A growing number of Americans are delaying payments, cutting coverage or dropping auto insurance entirely — not necessarily a choice — but as a last resort. It’s one of the clearest signals that household budgets are hitting a breaking point.

Auto insurance has become a reliable early marker of financial stress. According to CCC Intelligent Solutions’ Crash Course Q3 2025 Report, more drivers are missing payments, downgrading their policies or letting coverage lapse. That trend helps explain why total insurance claims are down 8.5% this year through July, even as U.S. miles driven continue to rise. The disconnect reflects a shift away from comprehensive and collision coverage, which can add more than $1,000 a year to premiums. Nearly 30% of Americans have downgraded or canceled insurance in the past year, with auto coverage seeing the steepest pullback.

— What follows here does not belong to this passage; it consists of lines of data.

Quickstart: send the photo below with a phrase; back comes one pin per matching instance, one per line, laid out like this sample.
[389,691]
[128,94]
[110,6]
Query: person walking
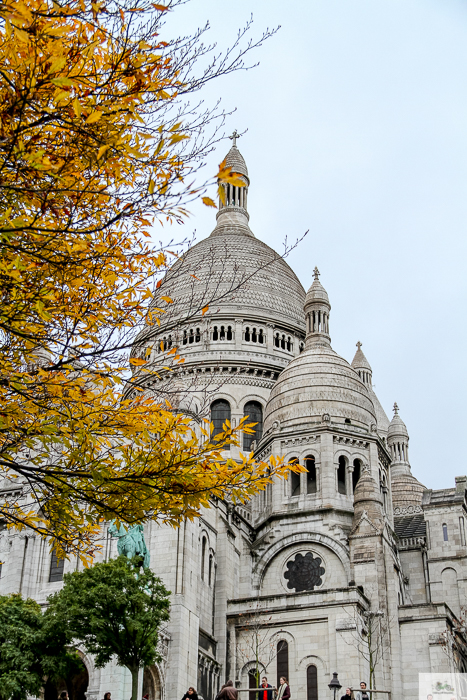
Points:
[362,693]
[228,692]
[190,694]
[266,694]
[284,689]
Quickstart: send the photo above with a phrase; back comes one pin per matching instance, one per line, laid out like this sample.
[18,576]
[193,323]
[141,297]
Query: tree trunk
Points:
[134,683]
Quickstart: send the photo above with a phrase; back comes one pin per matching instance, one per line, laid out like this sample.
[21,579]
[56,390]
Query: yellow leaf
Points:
[77,107]
[102,150]
[93,117]
[208,202]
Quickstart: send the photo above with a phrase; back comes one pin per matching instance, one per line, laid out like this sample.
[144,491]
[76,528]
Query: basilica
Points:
[352,566]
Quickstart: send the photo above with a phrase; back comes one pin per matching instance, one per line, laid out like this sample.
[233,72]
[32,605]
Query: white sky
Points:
[357,132]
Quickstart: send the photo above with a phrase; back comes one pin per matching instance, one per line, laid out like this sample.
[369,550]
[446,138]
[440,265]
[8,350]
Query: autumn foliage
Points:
[96,145]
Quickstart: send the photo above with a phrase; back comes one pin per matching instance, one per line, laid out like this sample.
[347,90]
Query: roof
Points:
[410,526]
[359,361]
[236,161]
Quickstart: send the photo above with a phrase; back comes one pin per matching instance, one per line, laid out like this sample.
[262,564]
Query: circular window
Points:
[304,572]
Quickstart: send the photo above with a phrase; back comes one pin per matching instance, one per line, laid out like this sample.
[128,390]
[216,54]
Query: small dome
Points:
[367,498]
[316,292]
[317,383]
[406,491]
[359,361]
[235,160]
[397,427]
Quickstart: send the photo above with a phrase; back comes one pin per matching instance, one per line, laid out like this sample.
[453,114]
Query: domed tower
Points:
[236,318]
[363,367]
[321,413]
[407,491]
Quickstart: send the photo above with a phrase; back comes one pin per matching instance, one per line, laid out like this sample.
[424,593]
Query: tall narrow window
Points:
[282,661]
[210,570]
[311,486]
[341,476]
[220,412]
[203,557]
[295,481]
[357,470]
[462,530]
[254,411]
[56,568]
[312,683]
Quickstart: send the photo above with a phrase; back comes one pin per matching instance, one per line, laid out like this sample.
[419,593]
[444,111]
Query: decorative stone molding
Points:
[407,510]
[353,442]
[306,440]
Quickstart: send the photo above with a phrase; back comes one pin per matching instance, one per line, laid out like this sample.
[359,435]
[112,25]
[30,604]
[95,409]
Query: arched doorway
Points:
[151,683]
[76,684]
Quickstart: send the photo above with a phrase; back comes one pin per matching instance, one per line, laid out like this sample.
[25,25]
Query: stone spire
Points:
[317,308]
[233,211]
[406,489]
[362,366]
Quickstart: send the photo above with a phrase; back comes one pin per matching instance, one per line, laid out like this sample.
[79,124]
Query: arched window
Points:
[210,569]
[254,411]
[312,683]
[56,568]
[220,412]
[282,661]
[357,470]
[311,486]
[341,488]
[295,481]
[203,557]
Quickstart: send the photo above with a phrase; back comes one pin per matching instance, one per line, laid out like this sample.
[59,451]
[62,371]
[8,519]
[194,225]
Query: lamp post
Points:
[334,684]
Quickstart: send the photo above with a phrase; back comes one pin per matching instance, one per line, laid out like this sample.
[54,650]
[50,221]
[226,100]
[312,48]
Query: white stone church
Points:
[312,562]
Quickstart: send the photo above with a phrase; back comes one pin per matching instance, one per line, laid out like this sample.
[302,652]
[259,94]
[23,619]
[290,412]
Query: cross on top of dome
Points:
[234,137]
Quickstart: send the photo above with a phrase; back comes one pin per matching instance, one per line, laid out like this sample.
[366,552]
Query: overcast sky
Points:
[357,132]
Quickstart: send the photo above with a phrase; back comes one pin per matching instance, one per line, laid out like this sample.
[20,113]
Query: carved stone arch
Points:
[299,538]
[227,397]
[342,452]
[251,397]
[313,659]
[251,666]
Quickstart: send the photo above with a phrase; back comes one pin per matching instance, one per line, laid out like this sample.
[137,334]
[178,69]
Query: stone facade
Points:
[307,564]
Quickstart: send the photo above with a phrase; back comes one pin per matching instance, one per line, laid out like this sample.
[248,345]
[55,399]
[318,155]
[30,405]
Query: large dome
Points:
[234,272]
[317,385]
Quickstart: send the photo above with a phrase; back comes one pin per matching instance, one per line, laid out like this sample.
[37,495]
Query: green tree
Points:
[112,609]
[31,648]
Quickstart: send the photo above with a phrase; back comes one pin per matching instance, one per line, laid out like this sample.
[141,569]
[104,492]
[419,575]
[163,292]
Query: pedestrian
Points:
[190,694]
[284,689]
[266,694]
[362,693]
[228,692]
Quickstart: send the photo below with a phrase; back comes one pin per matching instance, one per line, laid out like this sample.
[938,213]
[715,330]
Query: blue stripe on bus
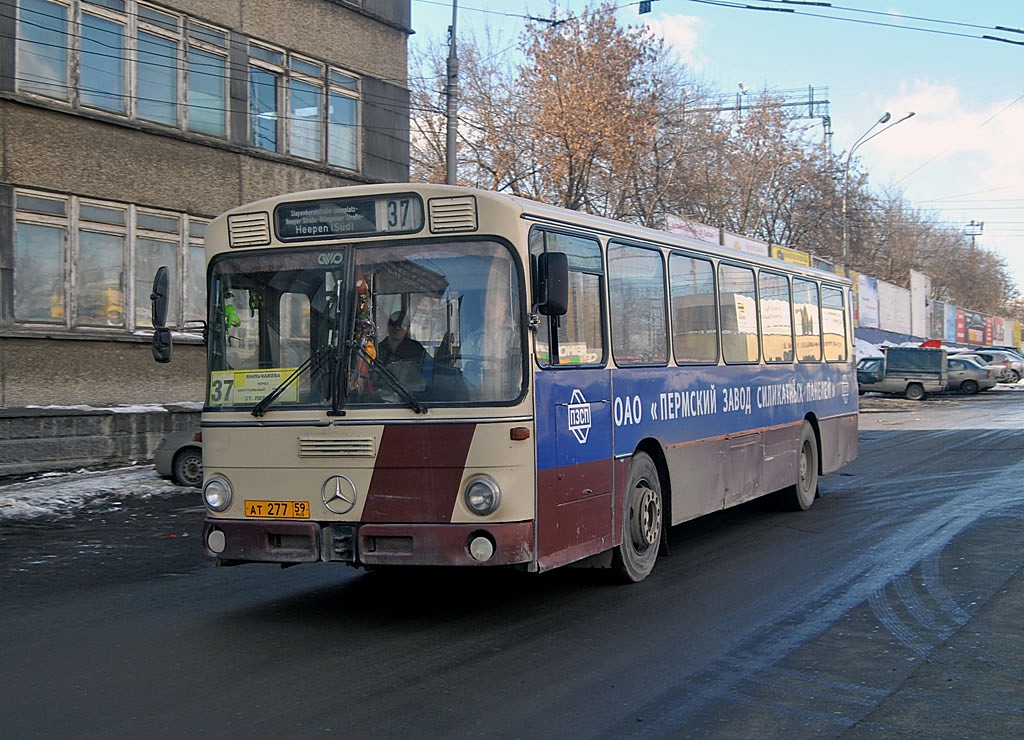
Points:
[577,409]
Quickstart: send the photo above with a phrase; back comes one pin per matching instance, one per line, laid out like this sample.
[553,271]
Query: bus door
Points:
[574,508]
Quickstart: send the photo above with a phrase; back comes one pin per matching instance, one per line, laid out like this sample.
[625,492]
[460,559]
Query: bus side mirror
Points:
[161,334]
[162,344]
[552,284]
[159,298]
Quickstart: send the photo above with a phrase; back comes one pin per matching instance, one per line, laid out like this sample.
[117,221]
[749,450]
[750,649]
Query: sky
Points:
[960,158]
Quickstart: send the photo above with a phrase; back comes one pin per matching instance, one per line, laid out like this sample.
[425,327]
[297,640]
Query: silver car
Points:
[179,456]
[969,376]
[1000,368]
[998,356]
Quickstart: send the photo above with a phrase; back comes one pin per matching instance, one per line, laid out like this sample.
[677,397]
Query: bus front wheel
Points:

Premiums themselves have surged in recent years. While the rate of increase has cooled slightly, consumers are still paying far more than before the pandemic. Rising vehicle prices, higher repair costs and increasingly complex technology — from Advanced Driver-Assistance System (ADAS) sensors to bumper cameras — have made even minor repairs expensive, pushing insurers to raise rates. To cope, more consumers are choosing higher deductibles and lower monthly premiums. About a quarter of U.S. auto insurance customers now have deductibles of $1,000 or more, and 7% say they have avoided filing a claim for fear their rates will climb.

These choices are playing out against a backdrop of broad financial strain. Total household debt reached $18.2 trillion in early 2025, including $1.66 trillion in auto loans. Nearly 8% of auto loans are now 30 or more days delinquent, the highest share since 1994, while repossessions have jumped 43% since 2022. Subprime distress is rising fastest, with 6.65% of these borrowers being over 60 days past due. Consumers who remain in the market for vehicles are stretching themselves thin, taking on record loan amounts, extending terms to 84 months and trading in with growing negative equity.

Meanwhile, pressure consumers are facing goes well beyond insurance. Surveys show that many Americans are delaying major purchases, switching to cheaper goods and cutting back on essentials wherever possible. These signals paint a consistent picture that households are running out of room to maneuver. This report tells us that auto insurance is becoming one of the latest worries in the economy, which currently hosts a weak job market and elevated levels of inflation.